あの頃はみんな必死だった


 前回の動画で書きたいことがまだ終わっていないのに、次の動画が来てしまった(笑)。今回の動画のテーマも、個人的には非常に懐かしいものだ。



 コメントに「経験点が足りなくなってトータルエクリプスを買い占めたという都市伝説を耳にしました」とあるが、これは私の周りでいうと都市伝説ではなく、まぎれもない実話だった。
 NOVA・Rのサプリメント「トータルエクリプス」の発売直後、プレイヤーたちの熱意が非常に高まった状況で、後に界隈で有名になるシナリオなどがあちこちでプレイされていたが、そういったシナリオは往々にして戦闘バランスが非常に厳しかった。大袈裟でも何でもなく、『カブトの「鉄壁」のスキルレベルが1足りないと、キャストに死人が2人出る』みたいな世界だった。
 そんな中、面白いことに、トータルエクリプスはサプリメントなのに経験点チケットがついていた。そして、セッションをやらなくても、このチケットをセッションで入手した経験点チケットと同様に使って良いということになっていた。
 これにはちゃんと理由がある。トータルエクリプスはプレイガイダンスとして非常に優秀なリプレイだったので「最初から最後までちゃんと熟読すれば、付属しているチケット分の経験を積んだのと同等以上にセッションに生かせる知識がつくよ」という意味合いだったのだ。
 しかし、この付属チケットには使用上限がなく、新品のサプリメントを買い直せば、もう一度経験値を使うことができた。*1当時ギチギチのバランスで遊んでいたプレイヤーたちは、生き延びるために手元にあるトータルエクリプスの経験点を使わざるを得なくなり、次に経験点が足りなくなった時のために、もう1冊新品のトータルエクリプスを買い、経験点が足りなくなった時のために備えるプレイヤーも少なくなかった。

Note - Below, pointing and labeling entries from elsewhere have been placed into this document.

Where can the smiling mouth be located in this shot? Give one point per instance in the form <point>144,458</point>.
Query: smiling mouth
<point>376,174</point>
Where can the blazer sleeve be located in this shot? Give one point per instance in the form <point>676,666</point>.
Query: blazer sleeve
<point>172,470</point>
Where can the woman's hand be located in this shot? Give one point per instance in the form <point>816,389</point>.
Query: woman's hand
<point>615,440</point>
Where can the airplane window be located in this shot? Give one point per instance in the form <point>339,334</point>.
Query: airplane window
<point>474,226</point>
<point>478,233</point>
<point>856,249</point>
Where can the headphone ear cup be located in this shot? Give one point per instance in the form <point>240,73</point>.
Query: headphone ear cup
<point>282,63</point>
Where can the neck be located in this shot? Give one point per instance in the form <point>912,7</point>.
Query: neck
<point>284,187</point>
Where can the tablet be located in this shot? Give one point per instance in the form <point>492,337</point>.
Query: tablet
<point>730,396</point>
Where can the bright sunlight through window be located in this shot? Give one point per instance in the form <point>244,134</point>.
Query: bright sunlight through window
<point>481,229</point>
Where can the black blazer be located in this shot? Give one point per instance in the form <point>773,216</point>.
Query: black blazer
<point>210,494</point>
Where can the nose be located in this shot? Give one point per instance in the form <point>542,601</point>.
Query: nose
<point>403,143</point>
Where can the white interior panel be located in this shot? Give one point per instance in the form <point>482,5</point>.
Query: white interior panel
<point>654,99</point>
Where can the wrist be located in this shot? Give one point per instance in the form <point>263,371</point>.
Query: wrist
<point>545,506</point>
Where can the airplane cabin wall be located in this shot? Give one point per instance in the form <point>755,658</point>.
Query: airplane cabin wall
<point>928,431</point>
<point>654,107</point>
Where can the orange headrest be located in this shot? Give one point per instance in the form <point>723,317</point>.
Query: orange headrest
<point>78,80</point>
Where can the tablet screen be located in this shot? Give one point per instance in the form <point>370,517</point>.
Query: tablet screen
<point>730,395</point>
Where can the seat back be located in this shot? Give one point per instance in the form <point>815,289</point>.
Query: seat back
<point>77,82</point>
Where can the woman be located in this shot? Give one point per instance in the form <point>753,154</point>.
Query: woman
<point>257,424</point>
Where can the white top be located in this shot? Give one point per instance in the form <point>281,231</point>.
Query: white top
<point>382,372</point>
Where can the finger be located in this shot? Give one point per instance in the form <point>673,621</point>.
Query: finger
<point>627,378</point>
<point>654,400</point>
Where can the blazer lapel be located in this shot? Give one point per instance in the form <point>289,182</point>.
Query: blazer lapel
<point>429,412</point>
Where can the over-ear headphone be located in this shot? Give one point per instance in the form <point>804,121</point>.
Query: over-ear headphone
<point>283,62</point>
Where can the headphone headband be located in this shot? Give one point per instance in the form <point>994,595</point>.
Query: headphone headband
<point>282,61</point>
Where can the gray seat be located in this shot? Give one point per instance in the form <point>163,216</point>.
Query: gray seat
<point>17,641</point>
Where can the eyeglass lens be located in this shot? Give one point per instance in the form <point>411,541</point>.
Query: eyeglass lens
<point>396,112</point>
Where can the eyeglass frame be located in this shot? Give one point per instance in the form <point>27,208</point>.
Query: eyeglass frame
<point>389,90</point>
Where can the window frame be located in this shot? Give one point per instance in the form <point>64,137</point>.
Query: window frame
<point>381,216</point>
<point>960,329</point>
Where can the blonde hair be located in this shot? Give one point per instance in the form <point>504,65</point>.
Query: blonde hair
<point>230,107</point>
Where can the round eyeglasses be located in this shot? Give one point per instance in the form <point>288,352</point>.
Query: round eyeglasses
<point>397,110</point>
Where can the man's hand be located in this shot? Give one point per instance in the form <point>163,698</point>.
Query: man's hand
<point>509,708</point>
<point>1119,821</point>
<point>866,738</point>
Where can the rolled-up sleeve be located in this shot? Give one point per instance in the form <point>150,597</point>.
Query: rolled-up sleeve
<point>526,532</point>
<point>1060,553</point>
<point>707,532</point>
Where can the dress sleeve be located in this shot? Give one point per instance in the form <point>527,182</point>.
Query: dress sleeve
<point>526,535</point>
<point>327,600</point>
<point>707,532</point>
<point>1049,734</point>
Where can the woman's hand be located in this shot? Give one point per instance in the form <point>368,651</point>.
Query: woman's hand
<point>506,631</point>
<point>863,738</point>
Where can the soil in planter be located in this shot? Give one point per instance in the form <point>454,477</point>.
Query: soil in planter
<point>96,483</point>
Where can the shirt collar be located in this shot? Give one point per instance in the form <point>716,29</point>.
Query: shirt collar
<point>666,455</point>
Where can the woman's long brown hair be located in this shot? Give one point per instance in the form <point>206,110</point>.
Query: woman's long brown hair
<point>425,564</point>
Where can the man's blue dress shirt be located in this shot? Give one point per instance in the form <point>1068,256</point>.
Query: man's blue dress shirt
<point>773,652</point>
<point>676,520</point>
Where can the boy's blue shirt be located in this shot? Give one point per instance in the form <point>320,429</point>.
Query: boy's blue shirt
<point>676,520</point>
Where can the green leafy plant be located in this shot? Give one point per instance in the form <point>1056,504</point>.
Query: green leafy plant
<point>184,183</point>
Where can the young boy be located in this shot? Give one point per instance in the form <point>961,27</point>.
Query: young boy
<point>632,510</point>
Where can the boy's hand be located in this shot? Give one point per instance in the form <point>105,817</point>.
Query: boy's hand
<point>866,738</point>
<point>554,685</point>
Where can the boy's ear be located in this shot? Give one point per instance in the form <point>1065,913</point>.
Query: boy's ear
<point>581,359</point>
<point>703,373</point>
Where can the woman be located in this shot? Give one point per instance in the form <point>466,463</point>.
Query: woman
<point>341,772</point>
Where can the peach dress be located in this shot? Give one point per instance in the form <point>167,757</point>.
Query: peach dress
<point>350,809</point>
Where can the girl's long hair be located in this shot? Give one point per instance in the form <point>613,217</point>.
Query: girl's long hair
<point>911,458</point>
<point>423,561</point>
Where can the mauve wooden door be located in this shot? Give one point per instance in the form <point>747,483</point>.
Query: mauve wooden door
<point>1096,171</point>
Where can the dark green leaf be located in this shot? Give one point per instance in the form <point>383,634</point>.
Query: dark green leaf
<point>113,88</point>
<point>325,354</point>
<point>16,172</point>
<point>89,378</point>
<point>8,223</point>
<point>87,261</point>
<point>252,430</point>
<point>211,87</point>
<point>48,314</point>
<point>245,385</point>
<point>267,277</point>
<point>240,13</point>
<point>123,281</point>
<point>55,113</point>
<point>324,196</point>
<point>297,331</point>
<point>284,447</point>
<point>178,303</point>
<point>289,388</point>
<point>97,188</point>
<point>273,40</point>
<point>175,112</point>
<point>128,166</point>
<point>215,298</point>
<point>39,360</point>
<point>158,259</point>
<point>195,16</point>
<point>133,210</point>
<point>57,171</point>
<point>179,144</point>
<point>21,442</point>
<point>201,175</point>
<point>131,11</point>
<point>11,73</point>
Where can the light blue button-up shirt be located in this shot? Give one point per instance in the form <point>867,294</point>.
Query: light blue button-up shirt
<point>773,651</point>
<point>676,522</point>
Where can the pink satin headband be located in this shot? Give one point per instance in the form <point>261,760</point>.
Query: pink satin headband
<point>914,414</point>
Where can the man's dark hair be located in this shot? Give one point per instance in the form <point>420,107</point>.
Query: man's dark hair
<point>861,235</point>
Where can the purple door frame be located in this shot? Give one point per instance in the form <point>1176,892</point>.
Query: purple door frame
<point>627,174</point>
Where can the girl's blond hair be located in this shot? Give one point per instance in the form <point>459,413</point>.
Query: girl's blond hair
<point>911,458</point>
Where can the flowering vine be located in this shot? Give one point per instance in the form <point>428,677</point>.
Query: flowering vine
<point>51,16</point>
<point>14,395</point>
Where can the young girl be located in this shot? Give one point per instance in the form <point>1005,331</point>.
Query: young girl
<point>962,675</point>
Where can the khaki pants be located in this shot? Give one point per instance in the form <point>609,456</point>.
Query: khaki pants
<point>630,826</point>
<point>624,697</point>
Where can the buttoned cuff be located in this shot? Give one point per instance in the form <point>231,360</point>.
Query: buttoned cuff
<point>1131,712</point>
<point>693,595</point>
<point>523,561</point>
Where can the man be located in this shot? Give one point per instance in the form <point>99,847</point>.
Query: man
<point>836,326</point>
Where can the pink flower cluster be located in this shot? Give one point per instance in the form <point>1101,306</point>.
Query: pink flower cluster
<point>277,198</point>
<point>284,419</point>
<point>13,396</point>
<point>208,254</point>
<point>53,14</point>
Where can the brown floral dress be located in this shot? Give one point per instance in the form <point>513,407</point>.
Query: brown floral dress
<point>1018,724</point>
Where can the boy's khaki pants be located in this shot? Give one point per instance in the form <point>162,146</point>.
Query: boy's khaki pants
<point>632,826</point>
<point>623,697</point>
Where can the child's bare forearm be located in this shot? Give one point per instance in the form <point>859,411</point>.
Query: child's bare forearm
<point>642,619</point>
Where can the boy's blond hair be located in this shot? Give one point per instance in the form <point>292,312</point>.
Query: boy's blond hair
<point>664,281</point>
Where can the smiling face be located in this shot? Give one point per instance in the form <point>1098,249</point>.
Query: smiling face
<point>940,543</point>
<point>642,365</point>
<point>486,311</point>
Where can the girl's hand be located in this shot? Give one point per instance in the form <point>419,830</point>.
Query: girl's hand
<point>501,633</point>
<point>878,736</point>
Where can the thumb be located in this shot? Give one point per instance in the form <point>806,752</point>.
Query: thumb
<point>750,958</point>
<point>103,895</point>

 ちなみに、こちらも動画内では都市伝説と言われつつ実際に目にしたことがあるケースなのだが、発売からそれほど経たないうちに、経験点1000点を持っているというプレイヤーに出会ったことがある。デザイナーである鈴木社長が何年もかけて4000点と言っているのだから、発売間もない段階で1000点持っているというのはなかなか衝撃的だった。セッション前にそういった話を聞けば、そのプレイヤーがどんなプレイをするのかは、みな気になってしまう。
 経験点は、それだけのセッション経験の裏付けというのが前提だ。アンバランスに経験点だけを持っていたら、尺度としての意味をなさなくなってしまう。自分が「経験点の下駄を履かせることはしない」というのは、実はこの時の経験が元になっていたりする。


 社長が言うとおり、この当時のアナログな経験点チケットには結構思い入れがある。キツい戦闘バランスのセッションで経験点を消費させた時、プレイヤーが差し出してくるチケットに、有名なルーラーの伝説的なシナリオ名が書かれていたりすると、「この人は、このシナリオをプレイしたことがあるのか。そして、その思い出というべきチケットを、今この場で出してくれたのか」という感慨が浮かんできたりもする。プレイヤーからするとそのチケットを今後使うことはもうできないわけで、赤ペンでチェックを入れる時には結構ドキドキした記憶がある。これも楽しい思い出だ。

*1:なお、オンラインゲームの課金アイテムなどまだ存在しない時代なので、販売側には経験値を現金で売るような意図はなかったと思われる。あくまでも、プレイヤー間の合意に基づく一種の「裏技」だ。